Contrairement à l’administration précédente, la Maison-Blanche de Biden a exercé une discipline de message extrême, permettant au personnel de s’exprimer, mais le faisant avec prudence.

La nouvelle équipe de la Maison Blanche a soigneusement géré les apparitions du président, ce qui sert les objectifs de Biden mais refuse aux médias de le presser directement sur des questions politiques majeures et de s’engager dans le genre de va-et-vient qui peut tirer des informations au-delà des points de discussion organisés. .

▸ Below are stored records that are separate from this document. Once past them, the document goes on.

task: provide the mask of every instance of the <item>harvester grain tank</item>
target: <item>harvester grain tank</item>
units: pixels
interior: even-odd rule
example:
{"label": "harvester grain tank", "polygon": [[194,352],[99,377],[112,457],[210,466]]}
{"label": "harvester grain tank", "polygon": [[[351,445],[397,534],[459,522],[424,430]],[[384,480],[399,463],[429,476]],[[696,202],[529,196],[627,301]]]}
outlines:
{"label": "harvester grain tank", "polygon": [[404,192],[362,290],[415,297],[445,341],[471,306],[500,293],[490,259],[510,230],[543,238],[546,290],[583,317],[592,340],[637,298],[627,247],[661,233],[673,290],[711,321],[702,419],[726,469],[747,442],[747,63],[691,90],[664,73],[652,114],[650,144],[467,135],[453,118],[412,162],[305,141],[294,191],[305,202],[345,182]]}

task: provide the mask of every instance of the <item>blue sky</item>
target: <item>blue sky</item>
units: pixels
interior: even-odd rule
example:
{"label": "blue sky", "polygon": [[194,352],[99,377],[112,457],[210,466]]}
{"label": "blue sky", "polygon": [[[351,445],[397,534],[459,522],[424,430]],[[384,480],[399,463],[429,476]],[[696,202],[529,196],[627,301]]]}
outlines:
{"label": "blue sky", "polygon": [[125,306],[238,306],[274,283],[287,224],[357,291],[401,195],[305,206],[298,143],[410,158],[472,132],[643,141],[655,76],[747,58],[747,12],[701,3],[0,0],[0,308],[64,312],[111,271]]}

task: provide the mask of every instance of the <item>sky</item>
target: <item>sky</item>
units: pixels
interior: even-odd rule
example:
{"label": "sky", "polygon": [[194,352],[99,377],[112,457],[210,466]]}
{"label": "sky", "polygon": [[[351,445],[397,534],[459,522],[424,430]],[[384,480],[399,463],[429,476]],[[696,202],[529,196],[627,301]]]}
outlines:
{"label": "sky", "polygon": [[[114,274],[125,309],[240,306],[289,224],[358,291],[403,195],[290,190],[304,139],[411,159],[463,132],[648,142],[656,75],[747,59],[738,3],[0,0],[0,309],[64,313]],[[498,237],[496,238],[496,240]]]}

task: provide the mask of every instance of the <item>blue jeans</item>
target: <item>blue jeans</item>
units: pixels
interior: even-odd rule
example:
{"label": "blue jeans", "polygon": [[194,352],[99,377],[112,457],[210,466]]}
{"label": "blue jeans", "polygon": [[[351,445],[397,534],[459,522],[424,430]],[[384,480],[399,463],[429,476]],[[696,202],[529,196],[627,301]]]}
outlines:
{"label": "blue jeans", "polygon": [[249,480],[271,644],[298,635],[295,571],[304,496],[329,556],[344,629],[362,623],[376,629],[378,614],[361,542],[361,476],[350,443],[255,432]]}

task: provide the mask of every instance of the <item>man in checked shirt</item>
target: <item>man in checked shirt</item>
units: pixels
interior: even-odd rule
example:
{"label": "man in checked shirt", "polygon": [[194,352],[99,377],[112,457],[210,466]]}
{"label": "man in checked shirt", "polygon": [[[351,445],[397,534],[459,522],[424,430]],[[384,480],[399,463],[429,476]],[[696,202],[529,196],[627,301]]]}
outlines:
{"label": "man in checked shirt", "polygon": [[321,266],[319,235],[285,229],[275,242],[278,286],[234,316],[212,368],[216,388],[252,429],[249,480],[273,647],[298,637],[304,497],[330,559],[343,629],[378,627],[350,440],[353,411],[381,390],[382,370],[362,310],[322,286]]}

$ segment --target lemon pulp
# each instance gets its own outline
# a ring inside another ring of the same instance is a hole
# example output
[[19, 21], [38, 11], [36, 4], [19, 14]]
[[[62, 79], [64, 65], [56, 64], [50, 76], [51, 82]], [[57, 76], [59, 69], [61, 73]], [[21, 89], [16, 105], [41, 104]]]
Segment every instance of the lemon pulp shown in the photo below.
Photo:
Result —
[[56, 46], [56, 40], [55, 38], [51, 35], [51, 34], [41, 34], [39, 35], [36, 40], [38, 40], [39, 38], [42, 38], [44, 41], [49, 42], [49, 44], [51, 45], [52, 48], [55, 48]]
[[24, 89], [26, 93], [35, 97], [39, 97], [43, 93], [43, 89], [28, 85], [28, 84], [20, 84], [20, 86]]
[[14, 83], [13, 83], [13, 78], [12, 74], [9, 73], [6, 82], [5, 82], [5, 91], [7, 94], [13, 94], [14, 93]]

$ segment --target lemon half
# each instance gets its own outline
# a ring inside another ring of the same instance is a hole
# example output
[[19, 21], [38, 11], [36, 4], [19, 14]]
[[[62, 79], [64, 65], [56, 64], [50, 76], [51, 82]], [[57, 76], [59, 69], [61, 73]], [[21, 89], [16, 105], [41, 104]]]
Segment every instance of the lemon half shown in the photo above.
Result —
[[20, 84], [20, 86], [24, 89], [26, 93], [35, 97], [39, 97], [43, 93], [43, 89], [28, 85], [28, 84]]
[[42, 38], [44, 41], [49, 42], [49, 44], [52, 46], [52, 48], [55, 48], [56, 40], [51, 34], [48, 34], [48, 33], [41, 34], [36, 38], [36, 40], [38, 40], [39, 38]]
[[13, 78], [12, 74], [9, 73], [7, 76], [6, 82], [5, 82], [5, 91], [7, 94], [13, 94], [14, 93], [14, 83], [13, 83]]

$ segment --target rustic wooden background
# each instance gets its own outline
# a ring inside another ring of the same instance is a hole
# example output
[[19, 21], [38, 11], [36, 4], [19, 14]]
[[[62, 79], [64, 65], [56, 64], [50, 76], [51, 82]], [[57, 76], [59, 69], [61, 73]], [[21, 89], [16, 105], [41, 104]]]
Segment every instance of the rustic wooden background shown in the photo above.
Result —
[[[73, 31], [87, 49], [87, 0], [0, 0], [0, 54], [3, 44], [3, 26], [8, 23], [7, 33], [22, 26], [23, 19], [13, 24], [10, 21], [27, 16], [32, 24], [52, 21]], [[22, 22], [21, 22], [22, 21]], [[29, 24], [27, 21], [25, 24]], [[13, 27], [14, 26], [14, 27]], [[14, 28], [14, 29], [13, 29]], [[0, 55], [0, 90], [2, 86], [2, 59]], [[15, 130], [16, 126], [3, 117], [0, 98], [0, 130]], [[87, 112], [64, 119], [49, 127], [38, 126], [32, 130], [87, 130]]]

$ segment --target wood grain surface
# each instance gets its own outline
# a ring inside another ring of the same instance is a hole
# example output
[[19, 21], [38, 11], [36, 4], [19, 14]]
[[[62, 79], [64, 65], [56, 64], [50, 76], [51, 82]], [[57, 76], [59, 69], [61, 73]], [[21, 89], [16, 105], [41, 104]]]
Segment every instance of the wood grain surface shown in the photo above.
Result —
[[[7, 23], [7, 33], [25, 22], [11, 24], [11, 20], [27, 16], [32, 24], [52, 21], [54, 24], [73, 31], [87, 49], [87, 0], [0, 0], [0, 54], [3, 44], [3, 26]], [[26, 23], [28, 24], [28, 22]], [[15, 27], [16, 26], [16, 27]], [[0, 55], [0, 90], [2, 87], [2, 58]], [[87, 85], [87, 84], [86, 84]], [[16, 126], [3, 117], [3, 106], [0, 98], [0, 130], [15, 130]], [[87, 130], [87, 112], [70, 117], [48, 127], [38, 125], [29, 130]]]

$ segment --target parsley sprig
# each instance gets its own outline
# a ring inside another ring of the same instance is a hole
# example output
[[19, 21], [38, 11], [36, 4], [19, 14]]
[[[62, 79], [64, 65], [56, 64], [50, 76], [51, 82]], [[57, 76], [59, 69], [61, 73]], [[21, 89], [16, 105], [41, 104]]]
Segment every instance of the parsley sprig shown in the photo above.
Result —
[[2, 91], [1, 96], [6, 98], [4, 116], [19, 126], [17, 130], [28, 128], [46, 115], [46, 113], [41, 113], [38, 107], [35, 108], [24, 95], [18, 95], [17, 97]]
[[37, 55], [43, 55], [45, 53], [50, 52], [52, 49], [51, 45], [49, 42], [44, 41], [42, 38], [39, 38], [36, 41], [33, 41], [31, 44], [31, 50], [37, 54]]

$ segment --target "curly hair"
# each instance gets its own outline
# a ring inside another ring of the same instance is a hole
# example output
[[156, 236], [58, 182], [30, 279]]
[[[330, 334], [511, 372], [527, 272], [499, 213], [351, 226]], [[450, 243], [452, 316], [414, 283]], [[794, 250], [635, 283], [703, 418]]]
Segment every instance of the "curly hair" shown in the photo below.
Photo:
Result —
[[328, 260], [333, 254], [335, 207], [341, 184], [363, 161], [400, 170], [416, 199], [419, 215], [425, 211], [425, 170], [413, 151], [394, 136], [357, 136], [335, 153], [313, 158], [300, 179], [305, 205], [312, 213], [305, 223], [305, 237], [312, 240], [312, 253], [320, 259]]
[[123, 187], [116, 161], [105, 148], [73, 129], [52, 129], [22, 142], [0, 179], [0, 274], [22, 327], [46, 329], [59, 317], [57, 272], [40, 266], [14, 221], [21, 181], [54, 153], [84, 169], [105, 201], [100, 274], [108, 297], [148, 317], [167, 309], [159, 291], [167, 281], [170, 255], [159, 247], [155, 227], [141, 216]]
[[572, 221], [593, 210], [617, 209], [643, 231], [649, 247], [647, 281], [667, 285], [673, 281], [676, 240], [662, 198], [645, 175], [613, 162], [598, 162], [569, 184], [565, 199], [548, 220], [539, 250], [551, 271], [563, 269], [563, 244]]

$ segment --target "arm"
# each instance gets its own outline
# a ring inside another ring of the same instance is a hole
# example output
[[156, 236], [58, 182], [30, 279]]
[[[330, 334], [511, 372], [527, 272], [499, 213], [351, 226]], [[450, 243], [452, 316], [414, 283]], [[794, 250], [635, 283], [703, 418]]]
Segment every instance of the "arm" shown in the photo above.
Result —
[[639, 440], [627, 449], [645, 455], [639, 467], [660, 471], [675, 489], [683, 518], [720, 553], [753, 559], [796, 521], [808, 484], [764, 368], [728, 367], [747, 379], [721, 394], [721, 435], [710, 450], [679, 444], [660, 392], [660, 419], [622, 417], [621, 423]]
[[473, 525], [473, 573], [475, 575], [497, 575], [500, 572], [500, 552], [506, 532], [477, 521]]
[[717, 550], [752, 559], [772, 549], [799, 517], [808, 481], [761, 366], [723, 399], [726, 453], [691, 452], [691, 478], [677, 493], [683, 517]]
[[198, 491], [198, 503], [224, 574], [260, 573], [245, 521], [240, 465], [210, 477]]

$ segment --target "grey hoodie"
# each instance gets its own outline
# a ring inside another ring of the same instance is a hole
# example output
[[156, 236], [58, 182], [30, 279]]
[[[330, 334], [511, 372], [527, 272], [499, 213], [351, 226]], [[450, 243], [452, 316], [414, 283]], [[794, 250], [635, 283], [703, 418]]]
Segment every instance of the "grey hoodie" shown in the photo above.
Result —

Engageant fermement sa croyance en la liberté de la presse, Biden a réprimandé la rhétorique incendiaire de son prédécesseur envers les médias, y compris les références de Donald Trump aux journalistes comme «l’ennemi du peuple».

Biden a rétabli le point de presse quotidien, qui avait disparu sous Trump, ouvrant une fenêtre sur le fonctionnement de la Maison Blanche. Et il s’est assis pour une interview nationale avec ABC News la semaine dernière.